Repeated crawling is fine for one-off questions but inefficient for ongoing research. Say you collect twenty competitor pricing pages today; tomorrow you compare AI features, next week you analyze annual discounts, a month later you review enterprise packaging. The pages may not have changed, yet repeated crawling makes you pay the collection cost every time. Storing snapshots separates acquisition from analysis, so the same dataset answers many future questions without touching the original sites again.

Why use Markdown instead of raw HTML?

Markdown keeps the information that matters and drops most of the presentation noise. Headings stay headings, lists stay lists, tables stay readable. Raw HTML carries navigation menus, scripts, and styling that add little to research, and Markdown snapshots are easier to read, analyze, chunk, embed, and compare across versions.

Can I use this approach for data other than SaaS pricing pages?

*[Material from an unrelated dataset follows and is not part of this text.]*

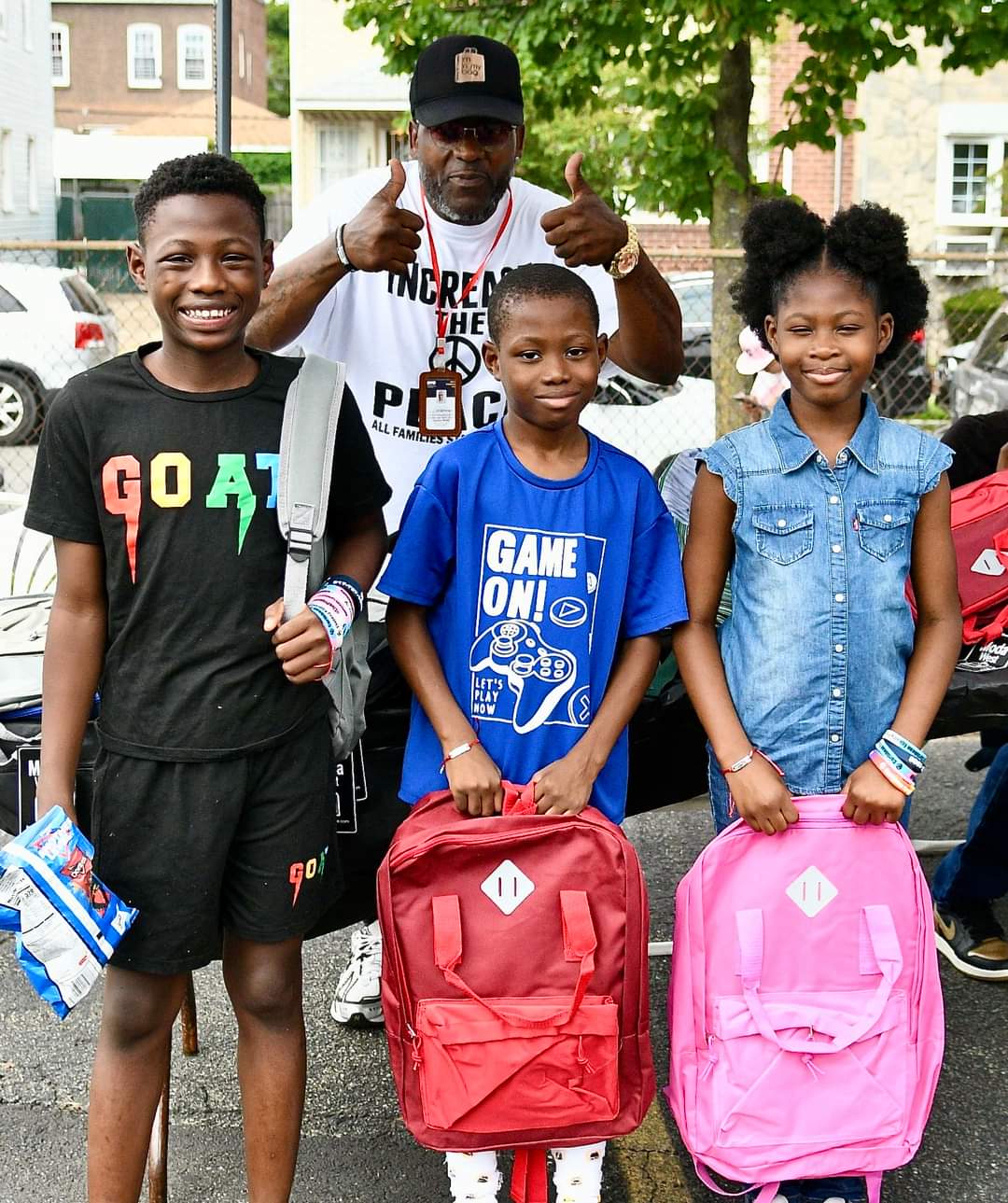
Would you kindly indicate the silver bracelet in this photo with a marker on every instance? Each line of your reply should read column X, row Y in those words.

Yes. The repo uses pricing pages because they are easy to reason about and demonstrate competitive-intelligence workflows, but the same architecture fits product documentation, industry reports, public filings, news articles, knowledge-base content, academic resources, and market research sources. The acquisition and storage workflow stays the same regardless of what you are collecting.

Does the Crawlbase Web MCP Server replace vector databases and embeddings?

No. The Web MCP Server handles acquisition, storage, and retrieval of source documents. Vector databases and embedding models come in when you want semantic search, RAG pipelines, or similarity-based retrieval. Many teams use the Web MCP Server as the acquisition layer and later feed stored documents into embedding pipelines, vector stores, or agents, so the dataset becomes the foundation other AI systems build on.